I wouldn’t say so, and neither would the many career experts who content that networking is the #1 most effective way to land a new job with a +86% chance of success. But how can we square this with the fact that networking doesn’t seem to work for so many people?

In my experience, the problem isn’t that networking doesn’t work. It’s that most people don’t do it in an effective way. Here, then, are three common networking problems and my suggested fixes.

Your Networking “Asks” are Way Too General

  • The Problem: Sending a mass email to a list of folks you know and asking everyone to forward you job leads seems like a good idea on the surface. But if your request is too vague your network won’t know how to help you.
  • The Fix: Before you begin networking, first define your target companies, industries, roles, and geographies. Put enough detail on your list so your contacts will be able to quickly determine the best way to give you what you requested.
  • An Example: When you first go out to your network for information as part of a job search or career transition, it helps if you pull together a “not-a-resume” document to help define who you are, what you bring to the table, and what difference you can make for your targeted companies – this may be a networking resume, an executive bio (not the same thing as a corporate bio), or an executive marketing brief. The important thing is that the document is branded to align with your positioning and contains the right level of detail without overwhelming your readers.

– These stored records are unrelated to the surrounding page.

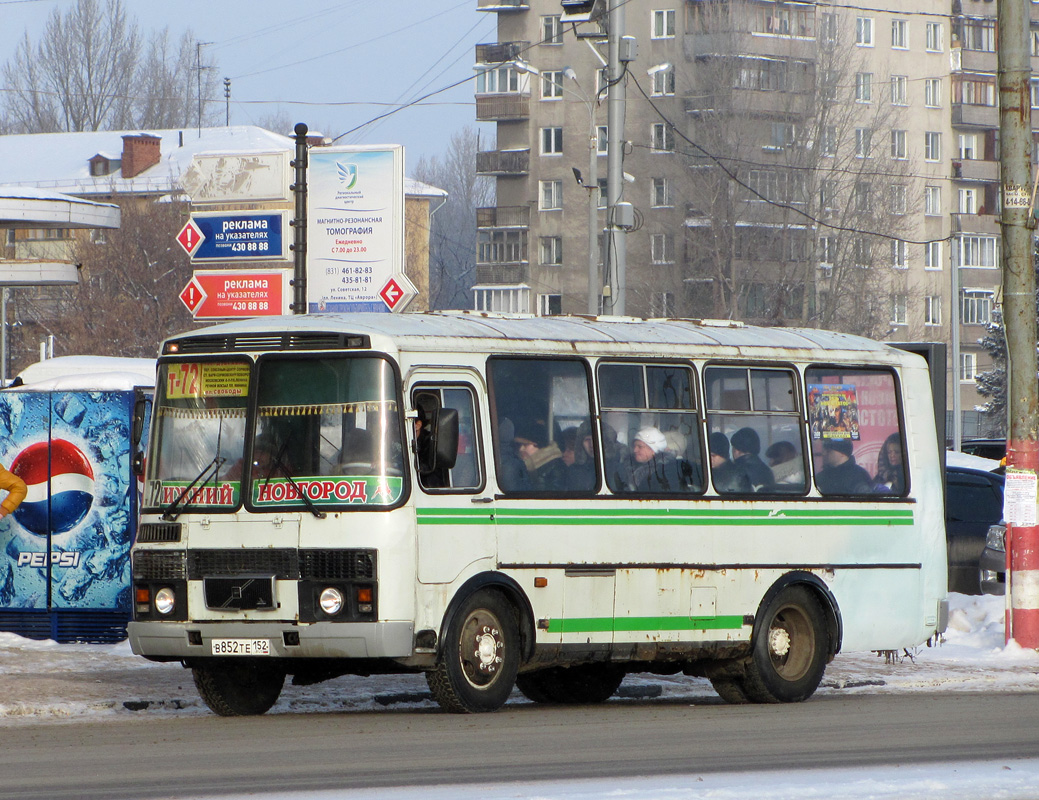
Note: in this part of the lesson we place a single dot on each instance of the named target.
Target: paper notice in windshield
(1019, 498)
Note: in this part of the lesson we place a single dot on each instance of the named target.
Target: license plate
(241, 646)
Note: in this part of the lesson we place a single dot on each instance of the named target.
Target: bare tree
(87, 73)
(452, 258)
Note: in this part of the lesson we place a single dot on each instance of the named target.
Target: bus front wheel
(789, 655)
(479, 658)
(238, 690)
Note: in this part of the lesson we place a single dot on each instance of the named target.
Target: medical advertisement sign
(355, 227)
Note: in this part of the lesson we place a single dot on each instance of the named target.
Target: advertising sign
(68, 544)
(238, 294)
(237, 236)
(355, 227)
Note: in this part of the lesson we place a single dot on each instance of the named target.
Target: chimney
(139, 152)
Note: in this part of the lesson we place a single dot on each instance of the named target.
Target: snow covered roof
(95, 373)
(61, 161)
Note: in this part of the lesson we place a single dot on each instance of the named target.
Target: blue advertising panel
(68, 544)
(239, 236)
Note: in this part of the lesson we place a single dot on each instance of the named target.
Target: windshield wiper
(201, 479)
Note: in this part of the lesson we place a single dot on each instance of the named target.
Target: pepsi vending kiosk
(64, 572)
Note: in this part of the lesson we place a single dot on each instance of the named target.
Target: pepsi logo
(72, 486)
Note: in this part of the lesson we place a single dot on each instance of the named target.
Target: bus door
(453, 509)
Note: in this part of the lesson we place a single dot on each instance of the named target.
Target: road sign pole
(299, 223)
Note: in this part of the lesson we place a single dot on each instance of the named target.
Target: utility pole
(1019, 318)
(616, 245)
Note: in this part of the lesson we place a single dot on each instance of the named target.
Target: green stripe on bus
(558, 516)
(635, 624)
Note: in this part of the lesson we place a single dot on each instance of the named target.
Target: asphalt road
(198, 755)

Your Network Relationships Are Cold

  • The Problem: If you’ve been out of touch with your network or specific individuals in your network for some time, then making specific networking requests is a bit presumptuous even if they know you well. Folks may take offense or simply not be motivated to assist you if your relationship has yet to be “warmed up.” If they don’t know you well at all, then it’s critical that you first build up your relationship before attempting to leverage it.
  • The Fix: Before approaching the top contacts in your network, warm up the relationship by reestablishing communication first. Send a short email or LinkedIn InMail or call them to check in and see what’s new with them. Exchange a few communications so you can update the relationship and find out what’s new in your contact’s life since you were last engaged with them. If they don’t know you well at all yet, then you will need to back up and solidify your relationship first. You may need to study the person’s social media or LinkedIn profile to get a sense for their interests, likely business needs, and factors the two of you have in common.
  • An Example: Let’s say that you have been referred to an influential contact by someone who knows you well. Before reaching out to the person, study their social media presence, LinkedIn profile, and any other brand communications you have access to so you can assess what you have in common with the person; use these aspects of their background to approach them in a meaningful way.

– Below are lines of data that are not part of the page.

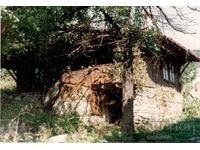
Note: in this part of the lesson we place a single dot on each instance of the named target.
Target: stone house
(95, 91)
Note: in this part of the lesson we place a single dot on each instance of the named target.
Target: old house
(94, 88)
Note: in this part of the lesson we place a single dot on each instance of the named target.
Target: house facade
(95, 92)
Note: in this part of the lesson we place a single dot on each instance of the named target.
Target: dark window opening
(169, 73)
(110, 103)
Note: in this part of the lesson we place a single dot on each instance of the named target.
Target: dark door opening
(113, 106)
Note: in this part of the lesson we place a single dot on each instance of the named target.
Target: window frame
(168, 73)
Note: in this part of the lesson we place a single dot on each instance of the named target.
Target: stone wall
(156, 104)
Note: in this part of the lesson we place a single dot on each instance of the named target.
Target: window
(168, 73)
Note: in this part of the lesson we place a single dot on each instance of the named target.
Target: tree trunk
(128, 94)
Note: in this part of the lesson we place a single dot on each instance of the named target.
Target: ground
(23, 120)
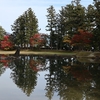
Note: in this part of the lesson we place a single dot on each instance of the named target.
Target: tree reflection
(4, 63)
(69, 78)
(76, 81)
(25, 73)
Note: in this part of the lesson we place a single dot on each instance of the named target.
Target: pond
(31, 77)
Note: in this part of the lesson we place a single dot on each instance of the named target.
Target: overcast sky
(10, 10)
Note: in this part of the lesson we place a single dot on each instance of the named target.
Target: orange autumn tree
(6, 43)
(82, 39)
(37, 40)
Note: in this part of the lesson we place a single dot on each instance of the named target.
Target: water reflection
(67, 77)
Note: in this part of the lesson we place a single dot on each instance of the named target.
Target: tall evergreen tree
(96, 30)
(52, 25)
(24, 27)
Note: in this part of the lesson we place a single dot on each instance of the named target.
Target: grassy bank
(28, 52)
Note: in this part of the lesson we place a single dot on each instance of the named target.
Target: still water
(30, 77)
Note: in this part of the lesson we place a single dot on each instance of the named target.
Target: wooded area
(74, 27)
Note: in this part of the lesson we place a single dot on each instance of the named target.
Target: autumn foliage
(6, 44)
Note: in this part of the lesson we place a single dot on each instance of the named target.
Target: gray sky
(10, 10)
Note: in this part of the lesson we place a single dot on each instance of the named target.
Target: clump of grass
(83, 54)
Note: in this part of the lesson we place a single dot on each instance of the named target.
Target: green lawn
(42, 52)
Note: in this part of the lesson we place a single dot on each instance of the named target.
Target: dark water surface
(49, 78)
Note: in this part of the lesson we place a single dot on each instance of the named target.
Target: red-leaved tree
(6, 44)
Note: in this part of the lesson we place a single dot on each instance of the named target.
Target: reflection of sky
(9, 90)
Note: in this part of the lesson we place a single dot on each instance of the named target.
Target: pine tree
(24, 27)
(52, 25)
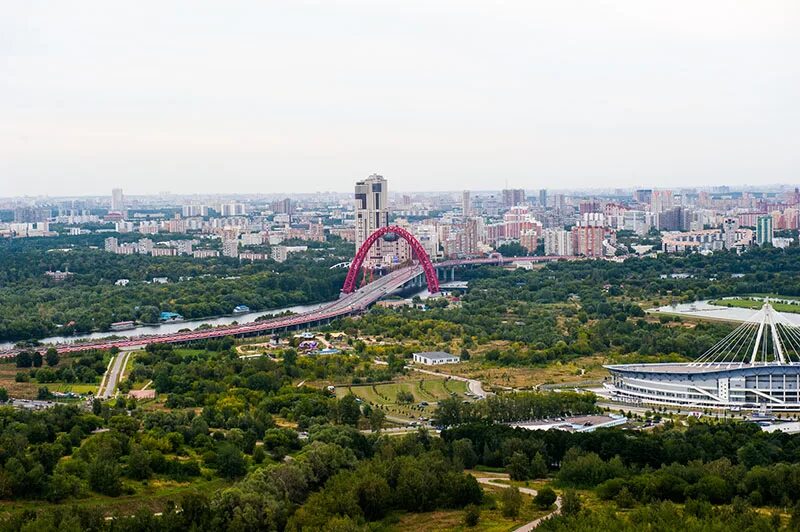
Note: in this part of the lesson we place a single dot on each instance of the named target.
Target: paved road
(114, 373)
(347, 304)
(527, 527)
(475, 386)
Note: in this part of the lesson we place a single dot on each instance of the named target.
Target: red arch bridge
(352, 300)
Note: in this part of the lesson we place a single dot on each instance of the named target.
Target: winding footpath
(115, 368)
(527, 527)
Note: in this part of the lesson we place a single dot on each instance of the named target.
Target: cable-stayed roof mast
(767, 337)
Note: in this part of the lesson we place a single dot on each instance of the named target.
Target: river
(172, 327)
(704, 309)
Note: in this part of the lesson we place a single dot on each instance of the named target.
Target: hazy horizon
(256, 98)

You Don’t Have the Right Network

  • The Problem: You’re attempting to network your way into an industry, company, or geographic area where you don’t already have connections.
  • The Fix: Part of the beauty of LinkedIn is that you can literally manufacture a network – any network – out of thin air, so to speak, within weeks. If you’re trying to build connections with a target company or industry, you can leverage LinkedIn Groups and advanced searches to help you hone in on key people and begin augmenting your network.
  • An Example: Let’s say you’re a VP of Operations who wants to move into the healthcare sector. Yet because your experience is in technology you don’t yet have a network in the healthcare industry. To create one, identify target healthcare companies and use LinkedIn’s list of how you’re connected to those firms guide your networking. In addition, join healthcare LinkedIn Groups and begin inviting connections with operations and other professionals within healthcare in your target geographic areas.

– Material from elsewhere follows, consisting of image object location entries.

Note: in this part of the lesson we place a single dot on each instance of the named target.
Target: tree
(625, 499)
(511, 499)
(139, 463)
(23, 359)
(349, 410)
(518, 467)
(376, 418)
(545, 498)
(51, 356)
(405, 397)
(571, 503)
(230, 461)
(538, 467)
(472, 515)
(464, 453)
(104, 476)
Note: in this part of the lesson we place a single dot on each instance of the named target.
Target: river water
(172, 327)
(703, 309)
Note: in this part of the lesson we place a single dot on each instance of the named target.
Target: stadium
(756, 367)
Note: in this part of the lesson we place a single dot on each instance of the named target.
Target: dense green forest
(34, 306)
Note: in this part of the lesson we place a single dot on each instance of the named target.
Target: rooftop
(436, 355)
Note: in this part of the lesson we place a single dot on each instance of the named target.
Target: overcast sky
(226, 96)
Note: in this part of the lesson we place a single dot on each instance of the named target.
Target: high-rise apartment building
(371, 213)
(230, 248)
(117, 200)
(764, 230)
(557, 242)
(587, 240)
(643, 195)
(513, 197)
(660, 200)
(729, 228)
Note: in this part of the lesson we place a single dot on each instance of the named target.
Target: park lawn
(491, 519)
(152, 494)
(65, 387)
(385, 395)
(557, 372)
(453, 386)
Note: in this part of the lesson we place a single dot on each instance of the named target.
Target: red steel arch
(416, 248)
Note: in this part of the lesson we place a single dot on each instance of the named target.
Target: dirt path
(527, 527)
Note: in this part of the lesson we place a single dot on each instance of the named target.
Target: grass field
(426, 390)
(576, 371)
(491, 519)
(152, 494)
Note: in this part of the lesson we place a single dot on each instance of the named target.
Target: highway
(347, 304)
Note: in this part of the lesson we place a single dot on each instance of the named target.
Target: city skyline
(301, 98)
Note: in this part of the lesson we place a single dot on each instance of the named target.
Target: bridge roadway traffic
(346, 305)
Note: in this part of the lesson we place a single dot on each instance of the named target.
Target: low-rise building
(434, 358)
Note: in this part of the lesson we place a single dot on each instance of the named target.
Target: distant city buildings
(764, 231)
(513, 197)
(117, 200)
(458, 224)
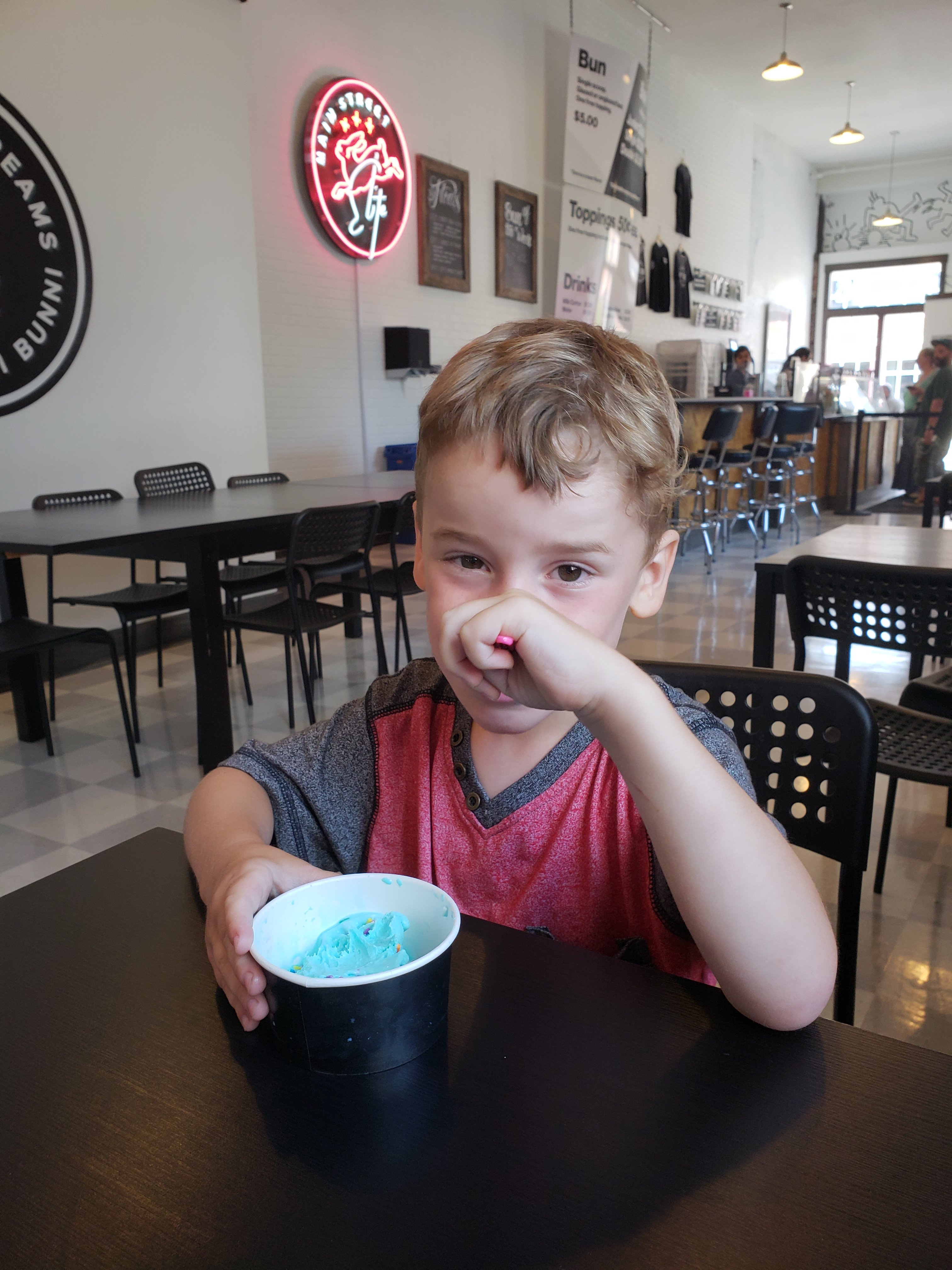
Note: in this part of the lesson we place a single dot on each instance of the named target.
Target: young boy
(531, 770)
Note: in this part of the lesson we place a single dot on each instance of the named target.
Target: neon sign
(359, 168)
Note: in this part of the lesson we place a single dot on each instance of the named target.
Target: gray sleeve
(322, 784)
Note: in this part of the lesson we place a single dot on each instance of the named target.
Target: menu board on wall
(517, 243)
(605, 125)
(444, 225)
(598, 262)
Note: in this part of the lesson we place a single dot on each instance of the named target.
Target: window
(875, 318)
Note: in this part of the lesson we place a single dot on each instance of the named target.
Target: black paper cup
(360, 1024)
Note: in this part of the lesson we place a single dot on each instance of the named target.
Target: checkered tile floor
(58, 811)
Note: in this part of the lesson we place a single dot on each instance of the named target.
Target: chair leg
(291, 685)
(130, 678)
(306, 678)
(885, 835)
(48, 735)
(851, 884)
(842, 668)
(241, 656)
(126, 722)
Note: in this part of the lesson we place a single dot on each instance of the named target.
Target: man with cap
(931, 450)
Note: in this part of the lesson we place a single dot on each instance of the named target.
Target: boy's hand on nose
(256, 874)
(552, 663)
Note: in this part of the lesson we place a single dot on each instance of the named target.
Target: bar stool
(804, 422)
(707, 468)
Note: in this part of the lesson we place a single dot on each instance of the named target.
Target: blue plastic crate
(400, 458)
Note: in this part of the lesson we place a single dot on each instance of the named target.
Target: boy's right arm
(228, 828)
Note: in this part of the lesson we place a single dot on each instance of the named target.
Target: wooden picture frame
(442, 225)
(517, 265)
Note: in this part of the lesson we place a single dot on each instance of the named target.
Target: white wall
(144, 106)
(482, 86)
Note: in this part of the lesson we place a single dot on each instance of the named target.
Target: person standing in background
(740, 374)
(799, 355)
(933, 445)
(913, 427)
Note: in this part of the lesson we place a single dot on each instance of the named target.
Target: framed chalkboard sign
(517, 243)
(444, 225)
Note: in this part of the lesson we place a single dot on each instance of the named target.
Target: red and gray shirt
(388, 785)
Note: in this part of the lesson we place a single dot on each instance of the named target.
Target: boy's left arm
(747, 900)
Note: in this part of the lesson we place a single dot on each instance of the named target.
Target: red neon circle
(360, 176)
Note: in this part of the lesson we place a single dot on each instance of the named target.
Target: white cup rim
(359, 981)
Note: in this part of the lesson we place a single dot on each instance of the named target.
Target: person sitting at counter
(739, 376)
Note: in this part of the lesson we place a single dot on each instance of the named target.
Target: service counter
(838, 449)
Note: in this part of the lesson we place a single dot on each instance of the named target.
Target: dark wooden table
(582, 1113)
(879, 544)
(200, 530)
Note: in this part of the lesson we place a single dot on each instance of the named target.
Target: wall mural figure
(848, 219)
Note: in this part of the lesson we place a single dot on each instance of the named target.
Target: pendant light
(847, 135)
(890, 218)
(784, 68)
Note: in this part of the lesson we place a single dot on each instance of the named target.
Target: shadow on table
(569, 1112)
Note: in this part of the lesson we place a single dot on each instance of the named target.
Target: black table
(582, 1113)
(878, 544)
(199, 530)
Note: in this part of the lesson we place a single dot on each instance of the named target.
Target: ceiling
(898, 51)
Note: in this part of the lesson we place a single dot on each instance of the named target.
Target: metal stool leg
(885, 835)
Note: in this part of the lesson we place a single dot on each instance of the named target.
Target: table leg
(26, 685)
(215, 741)
(766, 615)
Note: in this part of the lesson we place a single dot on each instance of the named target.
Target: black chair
(707, 466)
(316, 534)
(913, 747)
(23, 638)
(138, 603)
(397, 582)
(902, 608)
(173, 479)
(810, 745)
(258, 479)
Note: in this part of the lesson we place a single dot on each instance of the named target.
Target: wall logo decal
(359, 168)
(46, 279)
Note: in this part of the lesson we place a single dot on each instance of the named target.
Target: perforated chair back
(723, 425)
(75, 498)
(810, 745)
(258, 479)
(795, 421)
(332, 531)
(174, 479)
(900, 608)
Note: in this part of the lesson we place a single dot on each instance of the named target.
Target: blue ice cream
(361, 944)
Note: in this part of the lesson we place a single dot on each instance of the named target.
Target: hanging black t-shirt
(683, 279)
(659, 293)
(682, 193)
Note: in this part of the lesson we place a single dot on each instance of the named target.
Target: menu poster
(627, 176)
(598, 262)
(605, 124)
(517, 243)
(444, 225)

Networking really is the best way to land to a new job at almost any career level. The trick, though, is to do it right. Don’t assume you are networking effectively already. Rather, if networking isn’t working for you, you can safely assume that you need to improve your network itself, your approach to your contacts, or get more strategic about your requests.


  1. Cheryl – Good article. You state, “Sending a mass email to a list of folks you know and asking everyone to forward you job leads seems like a good idea on the surface. But if your request is too vague your network won’t know how to help you.” I would argue, however, that to ask for job leads, no matter how focused, as part of a “networking campaign” is a bad idea. If I ask you for advice and guidance, or for raw information, you will (generally speaking) not be fearful of providing same. But if I ask you for a job lead (or worse, a job recommendation), you will probably become defensive and worried that if I turn out to be a jerk (or whatever) then that will reflect poorly on you – and you will probably, instead of wanting to get involved, hope that I will go away and leave you alone. Much better to let those we are networking with take the initiative to suggest jobs to us without being asked which is, after all, the whole purpose of effective networking.

    • Cheryl Lynch Simpson says:

      That’s an astute observation, Chris, and I agree. Most networkers are looking for the cheap, quick win, rather than being willing to collect bits and pieces of information they can assemble into a strategic approach to their target companies.